资源环境科技发展态势分析平台

The performance of the present operational global forecast system (GFS) at T1534 (~12.5 km) horizontal resolution with modified fractional cloud condensate to precipitation conversion parameter in the revised simplified Arakawa-Schubert (RSAS) convection scheme is evaluated for the summer monsoon seasons of 2018 and 2019 over the Indian region. The modified parameter has the form of an exponentially decreasing function of temperature above the freezing level. In contrast, below the freezing level, it is constant and is similar to default conversion parameter. The results reveal that the GFS T1534 with modified conversion parameter (EXPT) shows better fidelity in forecasting the mean summer monsoon rainfall over the Indian subcontinent region as compared to default GFS T1534 (CTRL). The rainfall probability distribution function analysis indicates a notable improvement in forecasting moderate and heavier category rainfall in EXPT as compared to CTRL. The improved distribution of total rainfall is found to be contributed by the proper forecasting of convective and large-scale rainfall in EXPT. It is likely that the reduced rate of conversion of cloud condensate to convective precipitation above the freezing level leads to a reduction in the convective rainfall, which eventually increases the moisture in the upper level through detrainment and hence enhances the large-scale precipitation.

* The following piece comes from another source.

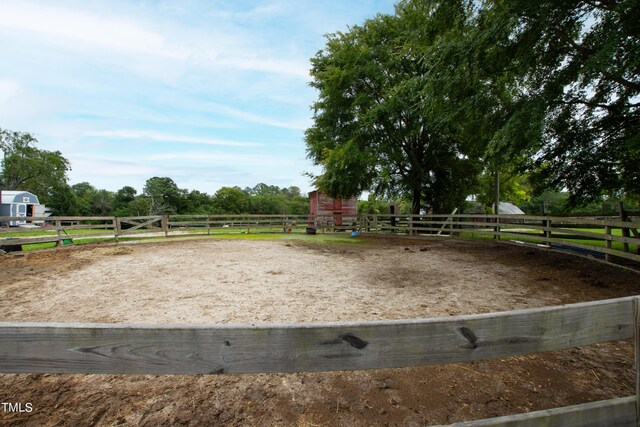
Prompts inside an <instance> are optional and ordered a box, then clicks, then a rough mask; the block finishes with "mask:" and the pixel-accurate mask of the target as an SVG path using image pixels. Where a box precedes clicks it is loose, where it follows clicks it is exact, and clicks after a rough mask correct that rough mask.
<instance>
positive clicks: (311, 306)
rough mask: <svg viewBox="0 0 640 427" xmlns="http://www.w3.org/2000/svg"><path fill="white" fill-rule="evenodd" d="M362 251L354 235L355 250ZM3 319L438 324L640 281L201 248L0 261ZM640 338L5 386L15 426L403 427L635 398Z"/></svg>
mask: <svg viewBox="0 0 640 427" xmlns="http://www.w3.org/2000/svg"><path fill="white" fill-rule="evenodd" d="M354 242H355V239H354ZM0 271H2V274H1V275H0V321H21V322H27V321H34V322H98V323H236V324H237V323H243V324H264V323H294V322H330V321H363V320H379V319H406V318H416V317H439V316H453V315H461V314H473V313H487V312H495V311H505V310H512V309H523V308H533V307H542V306H548V305H557V304H566V303H575V302H581V301H590V300H599V299H606V298H614V297H620V296H628V295H636V294H640V280H639V279H640V275H638V274H636V273H633V272H629V271H626V270H622V269H619V268H615V267H610V266H606V265H603V264H600V263H597V262H594V261H590V260H587V259H583V258H576V257H573V256H571V255H564V254H559V253H557V252H550V251H544V250H538V249H532V248H526V247H519V246H515V245H510V244H504V243H497V242H487V241H485V242H482V241H469V240H455V239H447V238H434V239H420V240H417V239H382V238H375V239H374V238H370V239H364V238H362V239H361V240H359V242H358V243H353V244H348V243H340V244H337V243H313V242H308V241H307V240H296V239H287V238H283V239H275V240H274V239H246V240H245V239H238V240H232V239H224V240H223V239H199V240H189V241H177V240H176V241H173V242H170V243H153V244H126V245H124V244H121V245H118V246H106V245H97V246H84V247H65V248H60V249H58V250H51V251H42V252H38V253H29V254H26V255H25V256H22V257H15V256H9V255H7V256H3V257H0ZM634 379H635V375H634V370H633V348H632V345H631V343H630V342H615V343H609V344H600V345H595V346H591V347H587V348H580V349H570V350H564V351H557V352H552V353H546V354H541V355H528V356H520V357H512V358H505V359H497V360H492V361H487V362H473V363H465V364H452V365H443V366H432V367H415V368H403V369H381V370H370V371H356V372H328V373H300V374H260V375H218V376H216V375H204V376H196V375H192V376H188V375H183V376H178V375H164V376H156V375H50V374H46V375H42V374H37V375H36V374H17V375H15V374H11V375H8V374H3V375H0V399H1V400H2V402H21V403H23V404H24V403H27V402H28V403H30V404H31V405H32V408H33V410H32V411H31V412H29V413H7V412H0V424H2V425H5V424H6V425H9V424H10V425H34V426H35V425H74V426H75V425H87V424H91V425H96V424H97V425H118V424H122V425H148V426H157V425H181V424H184V425H219V424H226V425H265V426H271V425H298V426H319V425H327V426H329V425H362V426H365V425H398V426H414V425H415V426H421V425H425V424H427V425H428V424H447V423H452V422H457V421H465V420H472V419H477V418H487V417H494V416H499V415H506V414H512V413H520V412H527V411H532V410H538V409H545V408H552V407H559V406H566V405H571V404H577V403H584V402H589V401H596V400H603V399H609V398H613V397H622V396H628V395H632V394H634V393H635V382H634Z"/></svg>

Further, EXPT shows relative improvement in forecasting outgoing longwave radiation, wind circulation, cloud fraction, dynamical-thermodynamical processes, and moist-convective feedback through improved lower tropospheric moistening over the Indian region. Finally, various skill score analyses suggest that EXPT shows better skill in predicting moderate and heavier category rainfall with longer lead time over the Indian subcontinent region. Considering the large socioeconomic impact of heavy and extreme precipitation over India, the modified conversion parameter can be incorporated in the present operational GFS T1534 model.